Jean-Francois Cope, the leader of the main opposition party UMP, said the government was threatening not only Peugeot but France's entire economy.
"Challenging a company's image to this degree... threatens thousands of companies, thousands of jobs," he told France 2 television.
"Did you see the collapse in Peugeot's stock prices?" Cope asked. "Mr. Montebourg is undermining our economy."
In the Figaro interview Peugeot defended the job cuts, saying the company was "forced to adapt" and "cannot stand by and do nothing" in the face of falling European sales.
"We are well aware of the seriousness of the plan to cut 8,000 jobs.
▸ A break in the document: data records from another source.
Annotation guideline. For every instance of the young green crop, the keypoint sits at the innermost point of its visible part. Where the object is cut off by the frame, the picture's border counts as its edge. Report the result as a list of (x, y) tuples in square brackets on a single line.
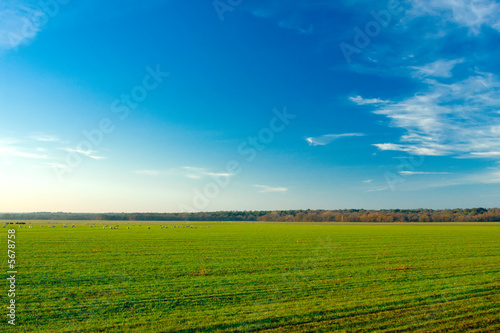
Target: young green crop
[(229, 277)]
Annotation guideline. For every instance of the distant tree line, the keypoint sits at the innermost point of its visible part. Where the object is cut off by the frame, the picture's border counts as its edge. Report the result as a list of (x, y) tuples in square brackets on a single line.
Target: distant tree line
[(344, 215)]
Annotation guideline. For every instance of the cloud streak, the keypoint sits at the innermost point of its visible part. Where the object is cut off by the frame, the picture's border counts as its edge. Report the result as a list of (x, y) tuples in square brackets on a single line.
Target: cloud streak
[(457, 119), (329, 138)]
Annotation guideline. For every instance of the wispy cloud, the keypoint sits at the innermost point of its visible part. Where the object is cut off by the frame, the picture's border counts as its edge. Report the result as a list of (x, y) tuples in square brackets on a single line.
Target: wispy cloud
[(471, 14), (7, 152), (413, 173), (149, 172), (268, 189), (439, 68), (378, 189), (366, 101), (19, 23), (89, 153), (329, 138), (46, 138), (198, 173), (459, 118)]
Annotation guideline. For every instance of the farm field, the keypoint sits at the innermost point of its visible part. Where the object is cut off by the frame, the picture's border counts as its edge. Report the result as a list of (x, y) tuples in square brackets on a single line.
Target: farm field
[(234, 277)]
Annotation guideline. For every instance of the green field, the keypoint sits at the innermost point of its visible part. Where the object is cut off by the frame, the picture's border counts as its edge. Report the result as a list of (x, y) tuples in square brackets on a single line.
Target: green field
[(236, 277)]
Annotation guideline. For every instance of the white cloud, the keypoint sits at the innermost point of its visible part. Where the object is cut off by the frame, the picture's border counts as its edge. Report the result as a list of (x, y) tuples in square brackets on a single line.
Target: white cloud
[(269, 189), (329, 138), (7, 152), (473, 14), (88, 153), (487, 154), (148, 172), (412, 173), (19, 23), (448, 119), (378, 189), (439, 68), (198, 173), (46, 138), (364, 101)]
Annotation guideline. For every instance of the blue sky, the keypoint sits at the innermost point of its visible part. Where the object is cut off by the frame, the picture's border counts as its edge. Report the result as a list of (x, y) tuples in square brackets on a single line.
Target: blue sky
[(168, 106)]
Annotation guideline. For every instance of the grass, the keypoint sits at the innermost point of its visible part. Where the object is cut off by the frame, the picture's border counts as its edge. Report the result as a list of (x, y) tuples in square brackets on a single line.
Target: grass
[(234, 277)]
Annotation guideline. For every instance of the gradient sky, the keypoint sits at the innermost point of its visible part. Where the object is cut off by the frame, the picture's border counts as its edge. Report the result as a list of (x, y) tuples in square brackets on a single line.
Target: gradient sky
[(168, 106)]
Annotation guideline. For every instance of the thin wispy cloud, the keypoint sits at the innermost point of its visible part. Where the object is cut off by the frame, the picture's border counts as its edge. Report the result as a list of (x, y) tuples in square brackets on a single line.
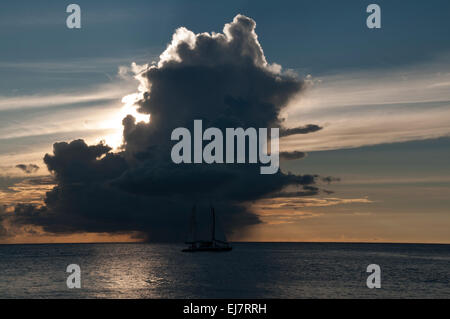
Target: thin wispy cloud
[(373, 107)]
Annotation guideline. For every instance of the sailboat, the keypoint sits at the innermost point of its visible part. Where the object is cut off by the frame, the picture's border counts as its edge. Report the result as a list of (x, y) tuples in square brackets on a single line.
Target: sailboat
[(214, 244)]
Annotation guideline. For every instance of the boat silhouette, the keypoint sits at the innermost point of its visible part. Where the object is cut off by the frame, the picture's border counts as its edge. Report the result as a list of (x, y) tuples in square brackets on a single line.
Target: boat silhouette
[(213, 245)]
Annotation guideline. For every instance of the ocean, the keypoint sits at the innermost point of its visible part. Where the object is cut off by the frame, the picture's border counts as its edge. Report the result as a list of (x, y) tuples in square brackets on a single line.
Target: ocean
[(251, 270)]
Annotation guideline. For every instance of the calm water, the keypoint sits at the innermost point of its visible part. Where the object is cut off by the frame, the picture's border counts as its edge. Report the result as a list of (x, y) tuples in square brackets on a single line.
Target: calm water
[(251, 270)]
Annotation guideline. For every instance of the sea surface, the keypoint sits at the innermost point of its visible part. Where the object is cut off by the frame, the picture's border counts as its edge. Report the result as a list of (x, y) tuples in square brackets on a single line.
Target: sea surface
[(251, 270)]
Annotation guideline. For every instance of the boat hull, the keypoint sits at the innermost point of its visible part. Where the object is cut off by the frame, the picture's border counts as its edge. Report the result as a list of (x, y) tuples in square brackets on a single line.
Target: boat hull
[(207, 249)]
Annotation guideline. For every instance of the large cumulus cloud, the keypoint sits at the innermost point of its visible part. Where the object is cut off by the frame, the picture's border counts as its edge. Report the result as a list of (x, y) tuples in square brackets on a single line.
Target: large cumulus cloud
[(223, 79)]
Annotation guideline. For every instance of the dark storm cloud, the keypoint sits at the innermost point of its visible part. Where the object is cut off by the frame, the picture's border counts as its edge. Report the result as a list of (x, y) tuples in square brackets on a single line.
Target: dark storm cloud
[(310, 128), (30, 168), (222, 79), (289, 156)]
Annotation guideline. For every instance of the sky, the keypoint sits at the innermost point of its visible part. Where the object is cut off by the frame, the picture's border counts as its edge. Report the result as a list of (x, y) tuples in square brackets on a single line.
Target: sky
[(380, 96)]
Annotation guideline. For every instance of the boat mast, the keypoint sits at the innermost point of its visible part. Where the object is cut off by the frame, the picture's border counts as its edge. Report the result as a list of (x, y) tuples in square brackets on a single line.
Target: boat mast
[(193, 225), (213, 216)]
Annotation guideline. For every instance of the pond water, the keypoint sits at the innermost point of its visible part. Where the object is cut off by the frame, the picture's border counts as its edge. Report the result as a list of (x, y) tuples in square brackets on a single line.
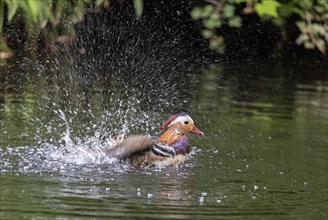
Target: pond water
[(264, 153)]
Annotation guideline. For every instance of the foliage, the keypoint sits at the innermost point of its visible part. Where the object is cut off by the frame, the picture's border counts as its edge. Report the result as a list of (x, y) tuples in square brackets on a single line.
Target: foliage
[(312, 18)]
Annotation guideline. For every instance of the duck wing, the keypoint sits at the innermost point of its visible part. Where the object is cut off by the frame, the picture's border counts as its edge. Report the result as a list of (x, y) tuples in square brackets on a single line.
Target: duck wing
[(131, 146)]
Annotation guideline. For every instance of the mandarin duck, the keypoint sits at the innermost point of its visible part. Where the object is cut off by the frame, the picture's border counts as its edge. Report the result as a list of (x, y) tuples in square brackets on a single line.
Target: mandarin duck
[(169, 146)]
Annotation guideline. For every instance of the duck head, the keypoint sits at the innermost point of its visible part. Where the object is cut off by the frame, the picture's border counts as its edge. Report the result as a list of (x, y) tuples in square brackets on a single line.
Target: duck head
[(175, 128)]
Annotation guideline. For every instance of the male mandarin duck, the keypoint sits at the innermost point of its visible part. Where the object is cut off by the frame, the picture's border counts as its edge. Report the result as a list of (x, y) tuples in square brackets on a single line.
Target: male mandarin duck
[(168, 147)]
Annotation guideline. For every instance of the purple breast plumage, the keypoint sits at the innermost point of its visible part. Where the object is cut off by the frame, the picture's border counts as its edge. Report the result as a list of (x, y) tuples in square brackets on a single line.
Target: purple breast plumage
[(178, 147), (181, 146)]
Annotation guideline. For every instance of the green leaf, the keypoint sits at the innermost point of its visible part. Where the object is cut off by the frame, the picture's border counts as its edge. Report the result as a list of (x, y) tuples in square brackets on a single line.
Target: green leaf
[(228, 11), (1, 17), (34, 8), (207, 10), (267, 7), (302, 38), (235, 21), (138, 7), (212, 23)]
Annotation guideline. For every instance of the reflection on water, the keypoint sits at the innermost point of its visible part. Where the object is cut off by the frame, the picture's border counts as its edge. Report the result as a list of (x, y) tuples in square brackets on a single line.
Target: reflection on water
[(264, 153)]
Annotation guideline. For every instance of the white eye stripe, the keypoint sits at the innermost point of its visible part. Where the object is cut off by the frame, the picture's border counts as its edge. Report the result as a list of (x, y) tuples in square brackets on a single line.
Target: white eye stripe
[(181, 119)]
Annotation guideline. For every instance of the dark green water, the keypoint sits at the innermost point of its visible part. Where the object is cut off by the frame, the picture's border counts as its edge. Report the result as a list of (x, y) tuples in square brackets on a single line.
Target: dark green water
[(264, 154)]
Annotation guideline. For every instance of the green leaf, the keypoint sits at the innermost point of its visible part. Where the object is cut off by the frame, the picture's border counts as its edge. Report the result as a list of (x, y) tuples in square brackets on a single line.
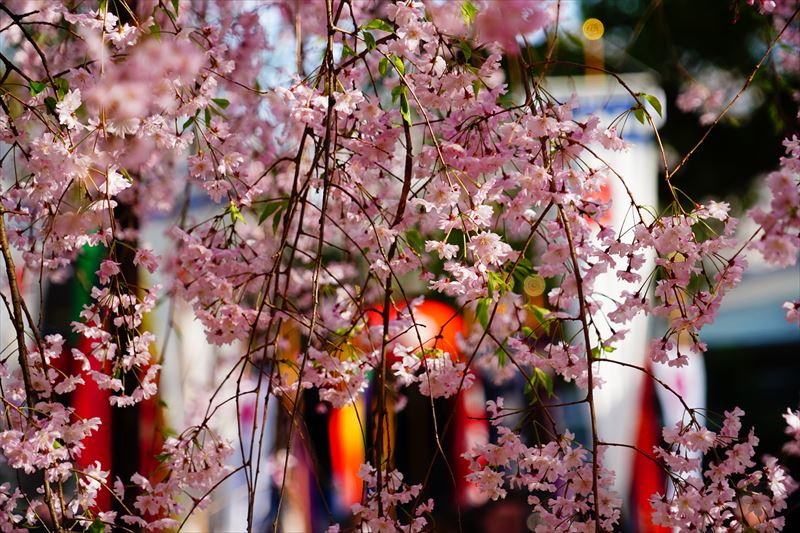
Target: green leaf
[(476, 87), (653, 101), (383, 66), (466, 49), (398, 64), (415, 240), (540, 313), (638, 112), (276, 221), (222, 102), (235, 213), (396, 92), (405, 110), (378, 24), (272, 206), (189, 122), (482, 311), (62, 87), (36, 87), (468, 12), (50, 103), (369, 40), (544, 379)]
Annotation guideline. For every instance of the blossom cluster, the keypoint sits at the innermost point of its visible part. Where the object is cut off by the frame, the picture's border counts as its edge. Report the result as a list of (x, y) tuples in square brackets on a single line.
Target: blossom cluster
[(307, 217)]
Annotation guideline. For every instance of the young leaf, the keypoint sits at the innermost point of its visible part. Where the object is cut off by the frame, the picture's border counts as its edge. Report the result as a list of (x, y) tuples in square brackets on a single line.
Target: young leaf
[(36, 87), (383, 66), (638, 112), (62, 87), (482, 311), (369, 39), (235, 213), (398, 64), (476, 87), (466, 49), (653, 101), (272, 206), (222, 102), (405, 111), (378, 24), (468, 12), (396, 92)]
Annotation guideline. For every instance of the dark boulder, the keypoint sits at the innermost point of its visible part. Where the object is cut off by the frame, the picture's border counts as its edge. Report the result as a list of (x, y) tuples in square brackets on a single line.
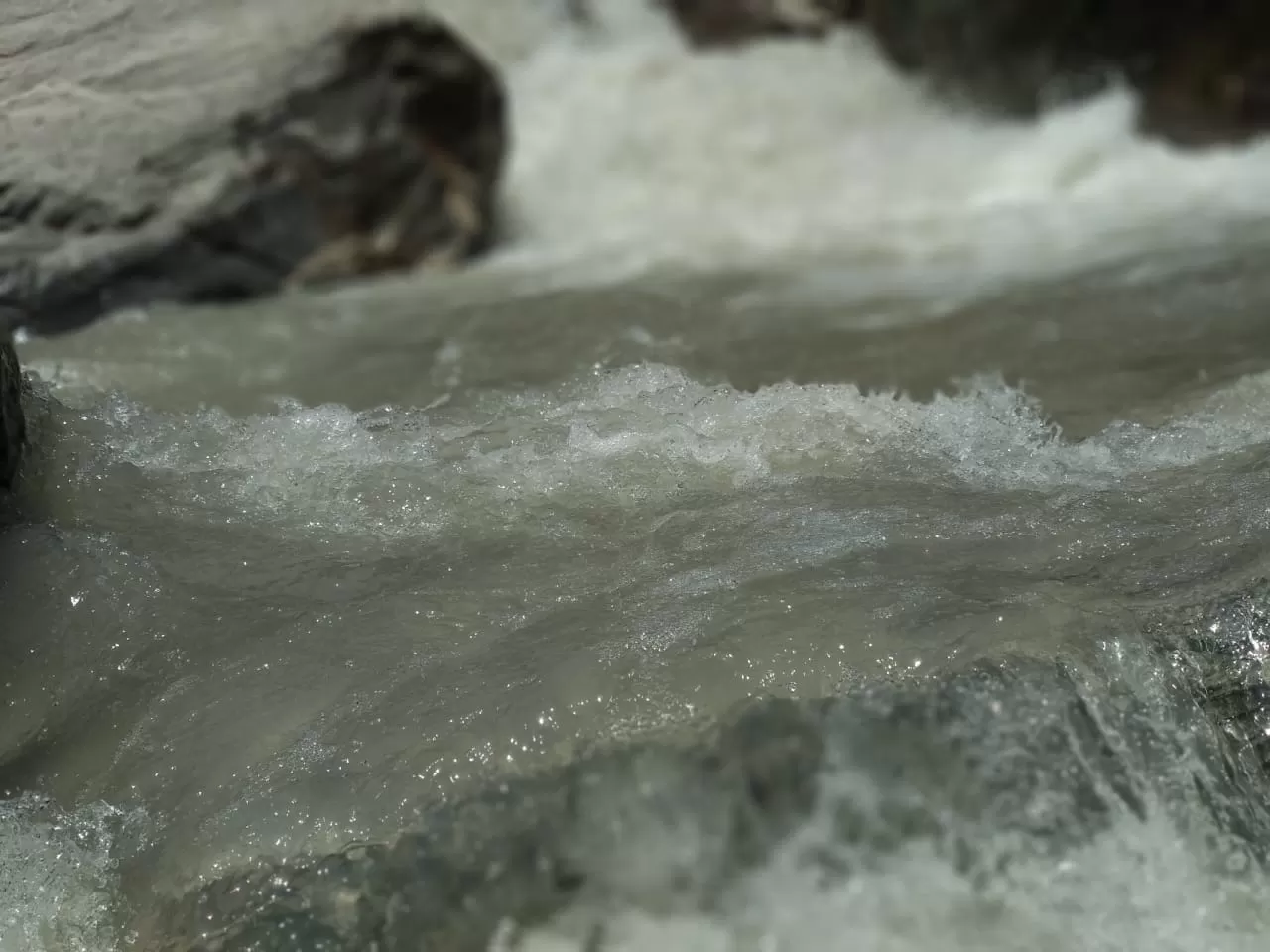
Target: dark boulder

These measures are painful, I understand they can cause shock within the company, the government and the whole of the country," he said.
He added that the Peugeot family, which holds 25 percent of PSA's capital, had "total unanimity" on the company's strategy and confidence in chief Philippe Varin.
Peugeot's decision sparked fierce anger among unions, who denounced it as a "declaration of war", and highlighted France's difficulties competing on the international labour market.
It dealt a blow to Hollande's efforts to get France's economy back on track amid concerns the country could be heading for a recession after an expected contraction in the second quarter.
France's trade deficit remains high and ministers have raised concerns that low competitiveness is stifling the economy and hampering job creation.
In May, French industrial orders fell by 1.7 percent, official data showed on Friday, with auto orders off by an even more substantial 3.1 percent.
The government has named an expert to look at Peugeot's finances and will next Wednesday announce a programme to reboot the automobile sector -- including "massive support" for high-tech and environmentally friendly vehicles.
Montebourg was to meet representatives of Peugeot and France's other leading carmaker Renault on Friday for talks on the programme.